Calgary tech-support specialist Brian Michaluk worked for about a year in a large, nearly empty room where he'd often go all day without talking to anyone. Last summer, he moved into a busy office packed with pods of low-walled cubicles - or, as he calls it, "Dilbert Land."
The move livened up his work social life, but it's killing his productivity.
Recent brain research proves what many office workers have long suspected - your colleagues are slowing you down. A University of Calgary scientist has found that watching someone perform a different task slows our brains, impeding efficiency and possibly leading to more errors.
Such visual distractions delay our reaction time, he explains, because mirror neurons in our brains create a mental picture of what the other person is doing. This process competes with the neurons that are
creating a mental picture of what we are doing at the same moment.

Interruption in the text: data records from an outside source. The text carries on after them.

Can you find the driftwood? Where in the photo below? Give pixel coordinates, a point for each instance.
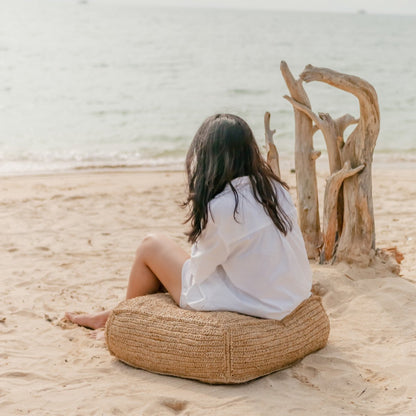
(357, 240)
(305, 156)
(348, 219)
(272, 154)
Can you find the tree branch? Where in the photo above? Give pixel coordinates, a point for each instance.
(332, 188)
(272, 154)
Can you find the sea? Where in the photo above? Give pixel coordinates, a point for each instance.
(110, 84)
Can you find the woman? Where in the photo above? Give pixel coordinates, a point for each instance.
(248, 253)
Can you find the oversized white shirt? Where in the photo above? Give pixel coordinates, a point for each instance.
(248, 265)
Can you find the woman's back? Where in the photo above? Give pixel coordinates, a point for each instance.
(242, 262)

"You can't ignore the benefits of people having a social environment," Dr. Welsh says. But he does think businesses should build their offices to minimize sightline distractions the same way they try to minimize noise distractions. That means paying attention to the height of cubicle walls, so you can easily communicate with co-workers but cannot see motions and gestures that might distract you.
Still, he doesn't want to turn his back on distractions completely. Mr. Perkins refers to the work of influential psychologist Abraham Maslow, who proposed a human "hierarchy of needs" that places socialization just after basic requirements such as oxygen, food and security. Machine-like concentration on the task at hand would make us better workers, but probably not very happy people.